Fairgrounds and campground improvements, several new vehicles, repairs to the Bush Point floats, and employee and commissioner salary increases are among the major expenditures outlined in the Port of South Whidbey’s proposed 2018 budget.
Spending in the draft plan is set to increase about 35 percent, from $1.38 million in 2017 to $1.86 million next year. Revenues, which include about $700,000 in unsecured grant and loan funding, are nearly exactly the same, rising from $1.38 million to $1.86 million. A deficit of $107 is projected.
“It (the draft document) represents a balanced budget, or pretty close to it,” Executive Director Angi Mozer told the commissioners during a special session Tuesday.
The board discussed aspects of the budget and agreed to move forward; a public hearing was set for 6 p.m. Tuesday, Nov. 28 at the Port’s headquarters in Freeland. A special meeting will immediately follow where the commissioners will vote on the budget and a proposed 1 percent levy increase — state law allows them without a vote of the public, and in this case it will add about $10,000 in new revenue to district coffers.
The vast majority of the budget increase is due to planned fairgrounds projects: adding safety improvements to the Black Box Theater, and a major renovation of commercial kitchen in the Coffman Building. Mozer was unavailable for additional comment later in the week, but port Clerk Molly MacLeod-Roberts said the demolition and possible rebuilding of one or two of the old horse barns may also be in the plans.
They are in poor condition and commissioners have considered at least one for removal since before the port took ownership of the fairgrounds last year.
The port is also looking at upgrading the fairgrounds’ campground, adding 50 amp power for recreation vehicles/campers and adding bathrooms and showers. These improvements are important, said Commissioner Ed Halloran on Tuesday, because it has the potential to be a “money maker.” Halloran said he’s received feedback from the public that indicates a demand for improvements.

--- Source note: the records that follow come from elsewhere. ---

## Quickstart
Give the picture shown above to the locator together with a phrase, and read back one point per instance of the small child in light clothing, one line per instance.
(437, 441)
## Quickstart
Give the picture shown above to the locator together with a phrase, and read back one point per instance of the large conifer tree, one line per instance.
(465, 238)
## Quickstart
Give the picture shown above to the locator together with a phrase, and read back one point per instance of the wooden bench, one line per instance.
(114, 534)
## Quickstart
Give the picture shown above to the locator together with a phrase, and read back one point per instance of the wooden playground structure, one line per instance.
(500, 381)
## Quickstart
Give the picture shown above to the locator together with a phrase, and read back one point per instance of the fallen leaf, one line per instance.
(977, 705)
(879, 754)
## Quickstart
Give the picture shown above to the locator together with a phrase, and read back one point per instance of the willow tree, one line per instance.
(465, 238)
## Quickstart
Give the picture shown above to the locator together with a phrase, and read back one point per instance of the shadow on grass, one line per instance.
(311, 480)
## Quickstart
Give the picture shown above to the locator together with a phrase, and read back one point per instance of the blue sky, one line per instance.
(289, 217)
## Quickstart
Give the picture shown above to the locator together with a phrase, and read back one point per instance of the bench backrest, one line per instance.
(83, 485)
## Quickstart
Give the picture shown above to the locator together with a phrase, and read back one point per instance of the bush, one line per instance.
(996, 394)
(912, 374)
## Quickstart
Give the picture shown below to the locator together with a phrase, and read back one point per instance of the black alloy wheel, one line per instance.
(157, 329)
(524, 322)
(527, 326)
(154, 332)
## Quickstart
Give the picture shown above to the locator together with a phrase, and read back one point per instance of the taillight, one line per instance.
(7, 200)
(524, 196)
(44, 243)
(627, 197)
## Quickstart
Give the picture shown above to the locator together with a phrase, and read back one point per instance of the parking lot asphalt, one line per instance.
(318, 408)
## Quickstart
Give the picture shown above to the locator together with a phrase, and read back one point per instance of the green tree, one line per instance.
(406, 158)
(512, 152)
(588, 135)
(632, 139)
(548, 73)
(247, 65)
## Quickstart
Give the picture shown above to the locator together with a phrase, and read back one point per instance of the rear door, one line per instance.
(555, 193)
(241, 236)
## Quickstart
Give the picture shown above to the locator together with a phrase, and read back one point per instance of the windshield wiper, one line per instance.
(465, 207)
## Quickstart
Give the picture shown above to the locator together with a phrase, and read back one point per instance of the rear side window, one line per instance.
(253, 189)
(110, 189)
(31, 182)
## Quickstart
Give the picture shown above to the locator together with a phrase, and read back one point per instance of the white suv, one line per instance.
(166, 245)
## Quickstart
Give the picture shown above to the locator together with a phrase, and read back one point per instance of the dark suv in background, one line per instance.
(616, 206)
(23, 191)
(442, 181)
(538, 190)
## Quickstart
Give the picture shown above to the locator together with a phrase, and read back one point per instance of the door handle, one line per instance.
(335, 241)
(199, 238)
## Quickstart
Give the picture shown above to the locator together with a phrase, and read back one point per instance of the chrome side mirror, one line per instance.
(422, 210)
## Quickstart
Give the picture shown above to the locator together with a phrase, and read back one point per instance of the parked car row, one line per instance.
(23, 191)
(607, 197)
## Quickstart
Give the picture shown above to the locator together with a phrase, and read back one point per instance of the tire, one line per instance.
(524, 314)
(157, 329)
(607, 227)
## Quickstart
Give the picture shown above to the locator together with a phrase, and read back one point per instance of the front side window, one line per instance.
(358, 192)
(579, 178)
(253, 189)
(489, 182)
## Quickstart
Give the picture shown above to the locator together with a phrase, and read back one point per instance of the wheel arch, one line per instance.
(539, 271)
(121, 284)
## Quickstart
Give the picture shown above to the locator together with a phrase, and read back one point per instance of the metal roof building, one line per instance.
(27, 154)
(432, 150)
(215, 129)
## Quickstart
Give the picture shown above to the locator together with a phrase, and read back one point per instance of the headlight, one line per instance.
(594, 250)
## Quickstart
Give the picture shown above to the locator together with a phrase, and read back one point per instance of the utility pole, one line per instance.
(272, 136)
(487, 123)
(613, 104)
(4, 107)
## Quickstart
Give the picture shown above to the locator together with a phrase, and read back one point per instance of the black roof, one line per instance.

He also indicated that it would be helpful to increase stay limits, because doing so is economical and profitable.
“If a guy wants to stay there a month, that’s low maintenance and high revenue,” he said.
Funding for the fairgrounds a would come from two likely sources: $200,000 in grant money from the rural county economic development fund — a county pot — and a potential $500,000 bond/loan. Neither is certain, and the projects would only move forward if the money came through, MacLeod-Roberts said.
Other projects include replacing metal components on the floats at Bush Point. “Legs” that help protect the bottom of the floats during rough weather have begun to erode and need replacement.
The port is also looking to spend $33,000 on truck, $20,000 on a golf cart and $8,000 on a mower. The truck is needed to haul heavy loads as staff currently use their own vehicles, particularly maintenance supervisor Pat Kisch. As for the golf cart, South Whidbey Harbor staff rented one the past few summers and it proved useful enough to justify purchasing a new one. It was utilized by visitors who arrived by tour boat to the marina, boat owners who park their trailers up the hill, and marina staff who regularly need to purchase items like ice during the busy summer boating season.
Finally, salaries and revenues will climb this year by $13,622 for employees. Port commissioners give workers raises based on performance.
“Not every employee gets a raise,” MacLeod-Roberts said. “Some may get 5 (percent). Some may get 2 (percent). It’s based on performance.”
Most district staff this year got raises between 5 and 3 percent. Two got nothing. The highest received was 7 percent — $5,530.
The commissioners will also get more money than usual. They are currently paid $114 for every meeting or day of work, a per diem budgeted at $18,810. That’s for all three members of the board. This year, however, each will get a bit extra because of a state law that entitles commissioners to be paid $254 a month if the district’s total budget exceeds $1 million. Last year was the first time the district’s budget hit the benchmark, said MacLeod-Roberts, and it can applied only the following year.
The total for all three commissioner salaries is $9,144.